As Gaskill nodded sombrely at Cathy, preparing to leave, I slumped back into the sofa. I could feel my heart rate starting to slow, and then it raced again as I heard him ask me, ‘You work in public relations, is that correct? Huntingdon Whitely?’
‘That’s right,’ I said. ‘Huntingdon Whitely.’
He is going to check, and he is going to know I lied. I can’t let him find out for himself, I have to tell him.
So that’s what I’m going to do this morning. I’m going to go round to the police station to come clean. I’m going to tell him everything: that I lost my job months ago, that I was very drunk on Saturday night and I have no idea what time I came home. I’m going to say what I should have said last night: that he’s looking in the wrong direction. I’m going to tell him that I believe Megan Hipwell was having an affair.

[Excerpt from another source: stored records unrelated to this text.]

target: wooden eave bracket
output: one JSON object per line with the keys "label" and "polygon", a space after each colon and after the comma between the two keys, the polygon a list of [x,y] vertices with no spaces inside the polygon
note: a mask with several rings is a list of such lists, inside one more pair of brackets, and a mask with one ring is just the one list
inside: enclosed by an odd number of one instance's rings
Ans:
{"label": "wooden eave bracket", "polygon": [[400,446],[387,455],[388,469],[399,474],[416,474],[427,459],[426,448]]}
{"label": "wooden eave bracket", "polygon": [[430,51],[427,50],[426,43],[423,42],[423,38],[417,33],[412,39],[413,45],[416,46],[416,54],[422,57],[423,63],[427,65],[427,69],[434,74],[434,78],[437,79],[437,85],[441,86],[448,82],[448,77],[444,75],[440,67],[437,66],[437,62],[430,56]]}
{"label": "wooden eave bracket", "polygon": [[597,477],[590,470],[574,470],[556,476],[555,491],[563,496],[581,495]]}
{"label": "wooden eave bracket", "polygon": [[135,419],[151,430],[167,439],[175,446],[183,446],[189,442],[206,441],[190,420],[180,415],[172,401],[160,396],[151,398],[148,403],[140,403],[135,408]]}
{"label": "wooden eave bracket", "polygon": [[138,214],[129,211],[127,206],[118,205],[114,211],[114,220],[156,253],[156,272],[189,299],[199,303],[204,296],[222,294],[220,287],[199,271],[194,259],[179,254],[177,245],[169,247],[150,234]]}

The police think I’m a rubbernecker. They think I’m a stalker, a nut-case, mentally unstable. I should never have gone to the police station. I’ve made my own situation worse and I don’t think I’ve helped Scott, which was the reason I went there in the first place. He needs my help, because it’s obvious the police will suspect that he’s done something to her, and I know it isn’t true, because I know him. I really feel that, crazy as it sounds. I’ve seen the way he is with her. He couldn’t hurt her.